Each tree node has been annotated with the line count of the scope it represents. If we find, in some other function, a tree with similar structure
and line counts that becomes a candidate to examine for code duplication. We won't go into how we measure similarity - its not complicated, but
isn't relevant to a discussion of the M-ary Tree.
MTree
Figure 3. - MTree<Node> Package Classes
Design:
The MTree<Node> class and helper class, MNode<T>, are relatively simple template classes. The template parameter Node used by
MTree<Node> is expected to take the type MNode<T> where T represents the type of data held by each node. That may be a library type
like a string or some user-defined type that holds composite information.
Each instance of MNode<T> holds a vector of pointers to child nodes, created on the native C++ heap. The class provides methods to
add and remove child nodes and mark nodes for traversal. The MTree<Node> class provides a method to make an instance of its Node parameter
the tree root and assumes that the Node addChild method will be used to build out the tree.
Client programs interact with an instance of MTree<Node> in two ways. The using code may define a class derived from the Operation<Node>
class that defines what processing should occur when nodes are encountered on a depth first tree traversal. The class can provide accessor functions
to feed the operation, initializing data and collect results at the end of traversal.

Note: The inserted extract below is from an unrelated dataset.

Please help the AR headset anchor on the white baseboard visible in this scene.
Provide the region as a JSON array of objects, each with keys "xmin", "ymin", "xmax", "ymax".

Clients may also use the methods MTree<Node>::find() and MTree<Node>::finder(). find() simply returns with a pointer to a Node that
has a specified value, if it exists, else returns null. finder() uses an instance of finderOp<Node>, derived from Operation<Node>.
This nominally does the same thing, except that finder() has more control over how the search is implemented.
MTree
Figure 4. - MTree<Node> Output
Typical Output:
Demo output is presented in Figure 4, which shows test code traversing the MTree and using find and finder. Also shown is the removal
of an MTree<Node> node, making copies of the tree and assigning to other tree instances.
Source Code:
This M-ary Tree Demo is written in C++ using Visual Studio 2012 and compiles and runs using Visual Studio 2013 as well.
You will find the code here:
The MTree<Node> package demonstrates how you can use C++ to build something close to an Abstract Data Type (ADT). We haven't made an
effort to make this container compatible with the algorithms in the STL. That wouldn't be too hard to do, but the package isn't widely applicable
outside of the way we will be using it, so we chose not to do that.